2

Most of the functions in <functional> use functors. If I write a struct like this:

struct Test
{
   bool operator()
   {
       //Something
   }
   //No member variables
};

Is there a perf hit? Would an object of Test be created? Or can the compiler optimize the object away?

nakiya
  • 14,063
  • 21
  • 79
  • 118
  • why not a simple function instead of a functor since there is no member variable in your functor? – Chubsdad Dec 02 '10 at 06:06
  • @Chubsdad: Because of the 'Trick' mentioned in this question's answer. http://stackoverflow.com/questions/442026/function-overloading-by-return-type – nakiya Dec 02 '10 at 06:08
  • I also asked this question: http://stackoverflow.com/q/4332286/57428 – sharptooth Dec 02 '10 at 06:25
  • @Chusbad: I had the idea that functors were actually faster because the code could be inlined in this case, and could not when using a pointer to function (like in C), but I am suddenly wondering if a template algorithm in C++ (like sort) could actually inline the function as well.

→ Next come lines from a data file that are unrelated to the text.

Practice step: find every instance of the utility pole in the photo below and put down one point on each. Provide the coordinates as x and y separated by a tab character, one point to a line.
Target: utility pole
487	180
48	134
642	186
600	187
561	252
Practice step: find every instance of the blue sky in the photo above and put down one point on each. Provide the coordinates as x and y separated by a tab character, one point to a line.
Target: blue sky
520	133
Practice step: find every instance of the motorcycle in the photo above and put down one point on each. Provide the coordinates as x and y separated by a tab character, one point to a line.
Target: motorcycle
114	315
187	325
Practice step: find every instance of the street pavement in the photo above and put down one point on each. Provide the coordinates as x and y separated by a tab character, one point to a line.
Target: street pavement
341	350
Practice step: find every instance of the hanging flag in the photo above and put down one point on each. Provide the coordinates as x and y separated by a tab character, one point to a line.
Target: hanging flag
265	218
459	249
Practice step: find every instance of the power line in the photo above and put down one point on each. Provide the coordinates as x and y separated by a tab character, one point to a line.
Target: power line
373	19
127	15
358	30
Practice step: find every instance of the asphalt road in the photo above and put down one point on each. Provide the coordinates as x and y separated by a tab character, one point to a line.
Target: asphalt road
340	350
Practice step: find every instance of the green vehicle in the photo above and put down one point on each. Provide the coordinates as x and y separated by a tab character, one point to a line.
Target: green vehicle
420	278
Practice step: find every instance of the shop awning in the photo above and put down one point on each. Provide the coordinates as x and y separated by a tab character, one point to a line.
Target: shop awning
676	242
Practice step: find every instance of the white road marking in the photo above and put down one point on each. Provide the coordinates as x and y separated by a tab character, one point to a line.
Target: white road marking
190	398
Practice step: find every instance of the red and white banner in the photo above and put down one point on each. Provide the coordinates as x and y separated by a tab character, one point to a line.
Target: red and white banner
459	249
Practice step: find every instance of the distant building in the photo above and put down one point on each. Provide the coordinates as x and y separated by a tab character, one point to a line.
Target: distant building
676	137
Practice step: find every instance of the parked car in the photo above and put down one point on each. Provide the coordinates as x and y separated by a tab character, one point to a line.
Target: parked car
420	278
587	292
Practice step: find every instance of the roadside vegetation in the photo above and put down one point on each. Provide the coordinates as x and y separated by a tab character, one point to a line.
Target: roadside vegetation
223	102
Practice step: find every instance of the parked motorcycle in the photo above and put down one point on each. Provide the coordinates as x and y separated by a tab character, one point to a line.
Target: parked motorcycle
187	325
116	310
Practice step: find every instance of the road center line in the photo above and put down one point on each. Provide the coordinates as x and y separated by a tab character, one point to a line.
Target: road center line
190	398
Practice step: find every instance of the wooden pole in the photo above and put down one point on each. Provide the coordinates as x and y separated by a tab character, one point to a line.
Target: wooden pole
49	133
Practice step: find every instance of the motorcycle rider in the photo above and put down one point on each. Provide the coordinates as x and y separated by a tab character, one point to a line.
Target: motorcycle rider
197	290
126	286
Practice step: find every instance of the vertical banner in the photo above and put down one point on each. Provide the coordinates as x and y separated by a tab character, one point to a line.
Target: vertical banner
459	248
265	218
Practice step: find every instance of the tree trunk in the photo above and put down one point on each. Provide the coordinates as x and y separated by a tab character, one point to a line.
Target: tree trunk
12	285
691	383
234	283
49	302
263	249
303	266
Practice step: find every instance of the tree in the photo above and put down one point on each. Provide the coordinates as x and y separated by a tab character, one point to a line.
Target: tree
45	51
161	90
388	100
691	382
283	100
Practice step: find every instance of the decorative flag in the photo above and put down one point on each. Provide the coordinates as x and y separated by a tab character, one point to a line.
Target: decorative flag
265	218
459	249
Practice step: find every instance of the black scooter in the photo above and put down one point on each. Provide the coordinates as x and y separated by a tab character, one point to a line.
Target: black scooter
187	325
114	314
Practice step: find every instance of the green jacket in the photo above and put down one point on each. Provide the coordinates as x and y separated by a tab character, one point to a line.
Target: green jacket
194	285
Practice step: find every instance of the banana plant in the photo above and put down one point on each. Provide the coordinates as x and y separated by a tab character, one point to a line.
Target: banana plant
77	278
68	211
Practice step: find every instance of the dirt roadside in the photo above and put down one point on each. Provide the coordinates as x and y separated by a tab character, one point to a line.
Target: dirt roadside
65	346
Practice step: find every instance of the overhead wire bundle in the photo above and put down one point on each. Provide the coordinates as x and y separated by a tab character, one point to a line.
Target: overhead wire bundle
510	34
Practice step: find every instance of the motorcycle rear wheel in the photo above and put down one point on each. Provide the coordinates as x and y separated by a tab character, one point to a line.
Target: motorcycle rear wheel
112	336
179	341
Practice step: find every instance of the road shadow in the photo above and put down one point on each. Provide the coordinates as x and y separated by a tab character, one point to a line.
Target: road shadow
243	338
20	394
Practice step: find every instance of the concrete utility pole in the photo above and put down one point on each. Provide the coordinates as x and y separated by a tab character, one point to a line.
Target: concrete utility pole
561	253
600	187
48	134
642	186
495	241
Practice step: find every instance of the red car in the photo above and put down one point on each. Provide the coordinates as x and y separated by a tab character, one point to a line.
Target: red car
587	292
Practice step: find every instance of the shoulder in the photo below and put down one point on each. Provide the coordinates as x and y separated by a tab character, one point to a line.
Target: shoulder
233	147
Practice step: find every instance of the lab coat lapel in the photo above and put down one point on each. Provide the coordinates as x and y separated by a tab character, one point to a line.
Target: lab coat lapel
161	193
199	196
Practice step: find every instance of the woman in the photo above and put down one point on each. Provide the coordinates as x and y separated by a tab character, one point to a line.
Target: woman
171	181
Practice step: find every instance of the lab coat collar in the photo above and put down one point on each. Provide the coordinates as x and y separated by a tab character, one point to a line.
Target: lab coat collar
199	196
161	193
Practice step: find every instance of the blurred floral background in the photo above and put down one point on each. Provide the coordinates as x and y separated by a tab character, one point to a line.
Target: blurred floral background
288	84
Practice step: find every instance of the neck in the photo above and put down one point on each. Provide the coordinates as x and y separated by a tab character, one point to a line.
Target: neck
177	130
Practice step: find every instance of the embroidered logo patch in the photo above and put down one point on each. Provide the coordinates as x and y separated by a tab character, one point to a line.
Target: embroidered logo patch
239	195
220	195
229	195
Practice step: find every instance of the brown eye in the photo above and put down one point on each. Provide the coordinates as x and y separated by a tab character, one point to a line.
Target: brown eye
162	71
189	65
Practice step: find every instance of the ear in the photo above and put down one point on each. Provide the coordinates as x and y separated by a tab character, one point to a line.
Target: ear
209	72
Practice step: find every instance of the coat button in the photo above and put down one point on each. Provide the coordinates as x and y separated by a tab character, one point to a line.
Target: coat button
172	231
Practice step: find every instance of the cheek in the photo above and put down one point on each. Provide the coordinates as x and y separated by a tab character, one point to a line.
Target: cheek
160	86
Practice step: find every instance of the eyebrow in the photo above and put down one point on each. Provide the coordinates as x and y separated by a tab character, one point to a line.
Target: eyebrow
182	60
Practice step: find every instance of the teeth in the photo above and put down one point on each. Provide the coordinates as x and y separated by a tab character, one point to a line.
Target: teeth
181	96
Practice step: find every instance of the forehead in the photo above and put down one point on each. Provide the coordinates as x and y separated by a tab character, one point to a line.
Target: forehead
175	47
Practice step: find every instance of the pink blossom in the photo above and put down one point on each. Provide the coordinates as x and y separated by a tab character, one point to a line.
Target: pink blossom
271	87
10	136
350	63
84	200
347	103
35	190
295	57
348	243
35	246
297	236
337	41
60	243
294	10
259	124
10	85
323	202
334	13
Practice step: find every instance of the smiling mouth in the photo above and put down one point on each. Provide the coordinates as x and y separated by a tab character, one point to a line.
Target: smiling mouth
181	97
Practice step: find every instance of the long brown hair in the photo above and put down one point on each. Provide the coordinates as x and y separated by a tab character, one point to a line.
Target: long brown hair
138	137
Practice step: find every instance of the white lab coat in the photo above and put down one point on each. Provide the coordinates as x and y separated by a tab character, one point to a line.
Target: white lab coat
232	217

Do you know about it ? – Matthieu M. Dec 02 '10 at 07:39
  • Is this a serious performance concern? Unless you are dynamically allocating objects of type Test, the overhead will be negligible in the grand scheme of things! I think you really should profile and if this is a bottleneck, then think of a different approach - else focus on more important things... – Nim Dec 02 '10 at 10:12

4 Answers4

3

Yes, the compiler can optimize "object creation" (which is trivial in this case) out if it wants so. However if you really care you should compile your program and inspect the assembly code.

sharptooth
  • 167,383
  • 100
  • 513
  • 979
  • Unfortunately, I'm not familiar with assembly. – nakiya Dec 02 '10 at 06:06
  • 2
    @nakiya: Then it's time to get familiar with it. There's no more convenient way to find what the compiler actually did rather than inspecting the assembly code. Either this or just be optimistic and trust the compiler. – sharptooth Dec 02 '10 at 06:07
  • Try to make the smallest running example that does what you want. It should then not be that hard to figure out the assembly. It's your best bet to see what actually happens. – Bart Dec 02 '10 at 06:10
  • But use assembly with care. You really start treading on implementation defined behavior. – Chubsdad Dec 02 '10 at 06:11
  • @BKevelham: Exactly. However this "smallest running" is not necessary in Visual C++ - one can just put a breakpoint near code of interest and after the debugger stops there go and inspect the saambly code aligned side-by-side with C++ code - very convenient since there's no need to figure out where the code of interest is the the binary. I'm almost sure that other debuggers can do that too. – sharptooth Dec 02 '10 at 06:13
  • +1 to inspecting assembly code - different compilers optimize things differently (in fact, the same compiler will behave differently with different switches). In this case, I know of one compiler (BCC32) that does *not* optimize out the object creation. In fact, it performs value initialization on the object to further worsen performance. CL /Ox /EHsc does however optimize it out. – Zach Saw Dec 02 '10 at 06:23
3

Even if the compiler was having a bad day and somehow couldn't figure out how to optimize this (it's very simple as optimizations go) - with no data members and no constructor the "performance hit" to "create an object" would be at most one instruction (plus maybe a couple more to copy the object, if the compiler also doesn't figure out how to inline the function call that uses the functor) to increment the stack pointer (since every object must have a unique address). "Creating objects" is cheap. What takes time is allocating memory, via new (because the OS has to be petitioned for the memory, and it has to search for a contiguous block that isn't being used by something else). Putting things on the stack is trivial.

Karl Knechtel
  • 62,466
  • 11
  • 102
  • 153
3

GCC at least can optimize the object creation and inline your functor, so you can expect performance as with hand-crafted loop. Of cource you must compile with -O2.

Begemoth
  • 1,389
  • 9
  • 14
0

There is no "use" of the structure, so as the code currently stands, it is still just a definition (and takes up no space).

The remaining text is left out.